Justice for Bhutto
The judicial murder of Zulfikar Ali Bhutto has haunted Pakistan’s judicial system ever since Bhutto was executed after an unfair and farcical trial
While nothing can undo the injustice Zulfikar Ali Bhutto faced when he was put to death in what has been called a judicial murder by historians and legal observers alike, Wednesday’s landmark Supreme Court ruling might go some way in acknowledging the wounds inflicted on not just the Bhuttos but all of democracy on that fateful day in 1979. The Supreme Court has said that the PPP founder Zulfikar Ali Bhutto did not get a fair trial and that due process requirements were not met. This judgment is a result of a presidential reference filed back in April 2011 under Article 186 of the constitution by the then-president Asif Ali Zardari to seek the court’s opinion on revisiting the Bhutto trial. Bhutto was executed on April 4, 1979, following an SC verdict in what the PPP has always called a trumped-up murder case. Initially, Zardari’s reference was taken up by the then-SC’s 11-member larger bench headed by former chief justice Iftikhar Muhammad Chaudhry, which held five hearings of the reference. On December 12, 2023, the reference hearing resumed under a nine-member bench headed by Chief Justice Qazi Faez Isa following a decision to fix an instant case under the Supreme Court (Practice and Procedure) Act, 2023. It is difficult to not agree with a justifiably emotional PPP Chairman and Bhutto’s grandson Bilawal Bhutto that the court’s verdict is historic and aimed at rectifying past mistakes.
The judicial murder of Zulfikar Ali Bhutto has haunted Pakistan’s judicial system ever since Bhutto was executed after an unfair and farcical trial. The Bhutto family has been waiting for justice for over four decades and this ruling can now give some sense of closure to them. Legal experts have acknowledged that Bhutto’s trial was a travesty of justice and the judiciary of Pakistan needed to address this issue. This was a case and a trial whose ramifications can still be felt across the country. Not only was Pakistan’s political future changed, but society as a whole is still reaping the nightmares brought on by the 11 years of Zia’s rule the country went through after Bhutto’s execution.

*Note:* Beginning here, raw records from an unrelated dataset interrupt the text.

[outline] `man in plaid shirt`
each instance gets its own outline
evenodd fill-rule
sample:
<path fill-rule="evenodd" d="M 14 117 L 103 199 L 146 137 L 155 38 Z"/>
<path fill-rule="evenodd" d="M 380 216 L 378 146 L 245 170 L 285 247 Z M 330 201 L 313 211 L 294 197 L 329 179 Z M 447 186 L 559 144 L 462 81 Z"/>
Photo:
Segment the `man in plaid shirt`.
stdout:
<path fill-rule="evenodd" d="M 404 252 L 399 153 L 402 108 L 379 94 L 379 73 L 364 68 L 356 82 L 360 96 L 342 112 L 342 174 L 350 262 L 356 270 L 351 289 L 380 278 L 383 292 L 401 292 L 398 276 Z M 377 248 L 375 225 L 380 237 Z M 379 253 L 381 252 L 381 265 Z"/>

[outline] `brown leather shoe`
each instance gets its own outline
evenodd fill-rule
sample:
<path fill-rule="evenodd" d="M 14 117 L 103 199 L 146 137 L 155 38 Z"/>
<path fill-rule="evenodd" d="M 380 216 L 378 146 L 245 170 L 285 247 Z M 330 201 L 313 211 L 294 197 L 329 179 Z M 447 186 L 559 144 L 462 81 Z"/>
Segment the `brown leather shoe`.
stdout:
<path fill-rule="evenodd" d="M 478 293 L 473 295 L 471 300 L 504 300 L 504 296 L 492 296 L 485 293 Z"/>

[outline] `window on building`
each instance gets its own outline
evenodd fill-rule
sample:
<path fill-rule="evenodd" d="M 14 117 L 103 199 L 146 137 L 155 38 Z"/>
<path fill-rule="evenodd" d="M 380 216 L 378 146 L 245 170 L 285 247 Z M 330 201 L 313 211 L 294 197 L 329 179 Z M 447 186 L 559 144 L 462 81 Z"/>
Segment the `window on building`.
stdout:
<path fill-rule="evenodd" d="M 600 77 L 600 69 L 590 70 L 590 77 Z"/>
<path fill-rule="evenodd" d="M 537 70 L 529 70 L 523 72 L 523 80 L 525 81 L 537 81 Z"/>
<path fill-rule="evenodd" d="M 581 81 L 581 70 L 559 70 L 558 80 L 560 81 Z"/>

In this sense, not only does the Bhutto family stand vindicated but so do democrats and political workers in the country – and the many Bhuttoists that still cling on to their deceased leader’s vision of Pakistan.
Over the years, the judiciary has been used as a tool by the powerful quarters. It is time those past sins of commission and omission by the judiciary are at least acknowledged. In this, Wednesday’s ruling becomes even more important – an acknowledgment that the judiciary was used to decide the fate of an elected politician who was the real representative of the people. The record had to be set right. And it is encouraging and commendable that the current Supreme Court found it fit to hold the institution accountable for its past mistakes. Perhaps, this is better articulated by Chief Justice Isa in his ruling: "We must therefore be willing to confront our past missteps and fallibilities with humility, in the spirit of self-accountability, and as a testament to our commitment to ensure that justice must be served with unwavering integrity and fidelity to the law."